Dzieła Jana Pawła II

Publikacje innych autorów

  • Kościół wobec współczesnych problemów życia gospodarczego. Społeczne dokumenty episkopatów, red. S. Fel, J. Kupny, Lublin 2002;
  • T. Oleksyn, Istota i uwarunkowanie przedsiębiorczości, „Zarządzanie i Edukacja” 1999, 15;
  • S. Skowroński, Funkcje drobnych przedsiębiorstw w gospodarce współczesnej, „Ekonomista” 1984, 3.


Wybrane wypowiedzi Jana Pawła II nt. rzemiosła (rzemieślników)

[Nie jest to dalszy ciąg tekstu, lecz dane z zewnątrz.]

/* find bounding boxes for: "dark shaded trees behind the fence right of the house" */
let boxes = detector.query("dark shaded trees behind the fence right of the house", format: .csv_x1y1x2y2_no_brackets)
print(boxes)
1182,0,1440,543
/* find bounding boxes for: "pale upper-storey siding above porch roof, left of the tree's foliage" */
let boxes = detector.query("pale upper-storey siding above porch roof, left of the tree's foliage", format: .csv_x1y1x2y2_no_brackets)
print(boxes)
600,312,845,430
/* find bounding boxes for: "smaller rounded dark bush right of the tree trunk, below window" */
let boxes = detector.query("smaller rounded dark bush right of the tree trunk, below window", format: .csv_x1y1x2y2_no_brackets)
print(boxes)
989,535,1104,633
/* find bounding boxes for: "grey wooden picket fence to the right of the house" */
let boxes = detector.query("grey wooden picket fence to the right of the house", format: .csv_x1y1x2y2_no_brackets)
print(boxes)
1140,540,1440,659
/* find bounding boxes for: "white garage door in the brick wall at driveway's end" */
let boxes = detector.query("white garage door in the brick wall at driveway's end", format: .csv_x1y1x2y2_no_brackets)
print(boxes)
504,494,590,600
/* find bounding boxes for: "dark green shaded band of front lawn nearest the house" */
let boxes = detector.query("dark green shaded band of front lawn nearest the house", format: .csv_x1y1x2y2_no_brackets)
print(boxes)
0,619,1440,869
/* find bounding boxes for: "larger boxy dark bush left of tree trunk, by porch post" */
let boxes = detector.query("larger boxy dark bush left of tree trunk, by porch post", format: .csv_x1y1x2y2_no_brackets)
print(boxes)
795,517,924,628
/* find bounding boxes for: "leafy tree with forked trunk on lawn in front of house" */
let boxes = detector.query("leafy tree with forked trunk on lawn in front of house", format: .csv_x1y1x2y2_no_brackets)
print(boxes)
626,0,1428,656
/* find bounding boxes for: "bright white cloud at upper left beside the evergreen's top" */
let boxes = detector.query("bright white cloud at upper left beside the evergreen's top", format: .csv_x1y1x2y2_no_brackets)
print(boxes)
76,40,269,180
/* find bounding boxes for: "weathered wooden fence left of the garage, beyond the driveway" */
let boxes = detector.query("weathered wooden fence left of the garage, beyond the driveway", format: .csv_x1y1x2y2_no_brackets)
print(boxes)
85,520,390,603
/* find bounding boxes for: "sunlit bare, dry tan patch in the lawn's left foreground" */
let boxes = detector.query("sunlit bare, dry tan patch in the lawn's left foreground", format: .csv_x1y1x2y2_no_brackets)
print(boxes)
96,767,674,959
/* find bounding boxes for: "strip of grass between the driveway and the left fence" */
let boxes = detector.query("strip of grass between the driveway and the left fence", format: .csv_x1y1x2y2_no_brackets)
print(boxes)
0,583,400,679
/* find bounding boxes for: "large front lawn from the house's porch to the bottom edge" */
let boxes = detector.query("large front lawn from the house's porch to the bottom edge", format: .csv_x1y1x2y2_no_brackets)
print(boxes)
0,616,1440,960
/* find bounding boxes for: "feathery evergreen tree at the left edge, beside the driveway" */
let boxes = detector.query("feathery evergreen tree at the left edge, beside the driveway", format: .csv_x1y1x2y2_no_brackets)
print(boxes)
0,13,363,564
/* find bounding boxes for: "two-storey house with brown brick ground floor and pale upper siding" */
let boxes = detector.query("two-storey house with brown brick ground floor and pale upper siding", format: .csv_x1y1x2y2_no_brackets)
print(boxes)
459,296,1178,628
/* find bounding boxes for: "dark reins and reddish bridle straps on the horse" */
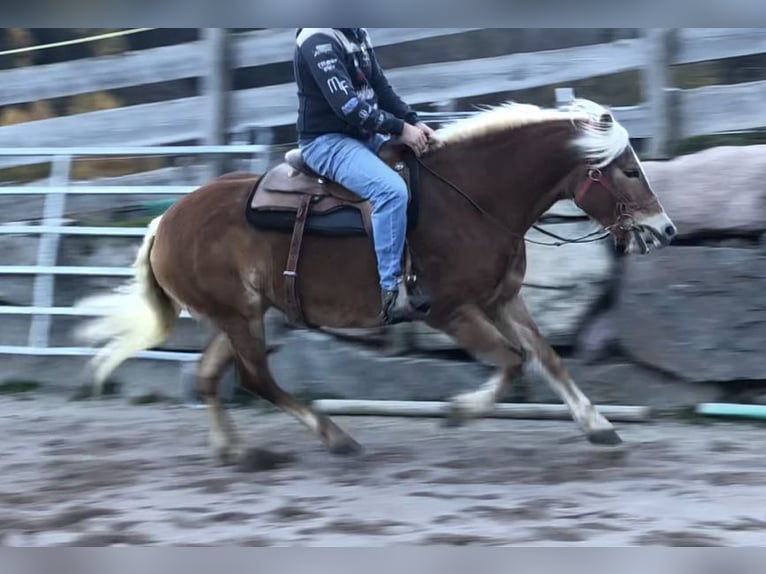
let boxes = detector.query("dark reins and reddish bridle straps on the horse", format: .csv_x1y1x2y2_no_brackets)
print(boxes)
415,156,638,247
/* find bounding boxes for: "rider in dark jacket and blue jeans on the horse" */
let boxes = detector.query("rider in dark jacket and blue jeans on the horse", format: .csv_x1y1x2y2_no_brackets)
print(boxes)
293,28,434,324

Jeżeli obejmujemy dziś myślą i sercem wszystkich, którzy jako pasterze urzeczywistniają w tym Kościele królestwo Chrystusa, to w dziejowej perspektywie widzimy nie tylko kapłanów, ale również niezliczone rzesze ludzi świeckich. Stają przed naszymi oczyma władcy i mężowie stanu, którym przewodzą święta Jadwiga i święty Kazimierz, a z nimi prosta służąca — błogosławiona Aniela Salawa i docent Politechniki — sługa Boży Jerzy Ciesielski, a także całe pokolenia rodziców i wychowawców, profesorów i studentów, lekarzy i pielęgniarek, kupców i urzędników, rzemieślników i rolników — ludzi różnych stanów i zawodów. Widzimy też mężczyzn i kobiety, którzy w zakonach oddawali życie Bogu i ludziom. Kiedy dziś patrzymy na wizerunki świętego Brata Alberta i błogosławionej Siostry Faustyny, wiemy, że niejako reprezentują one tych wszystkich, w których odzwierciedlała się w jakiś sposób przypowieść o dobrym pasterzu.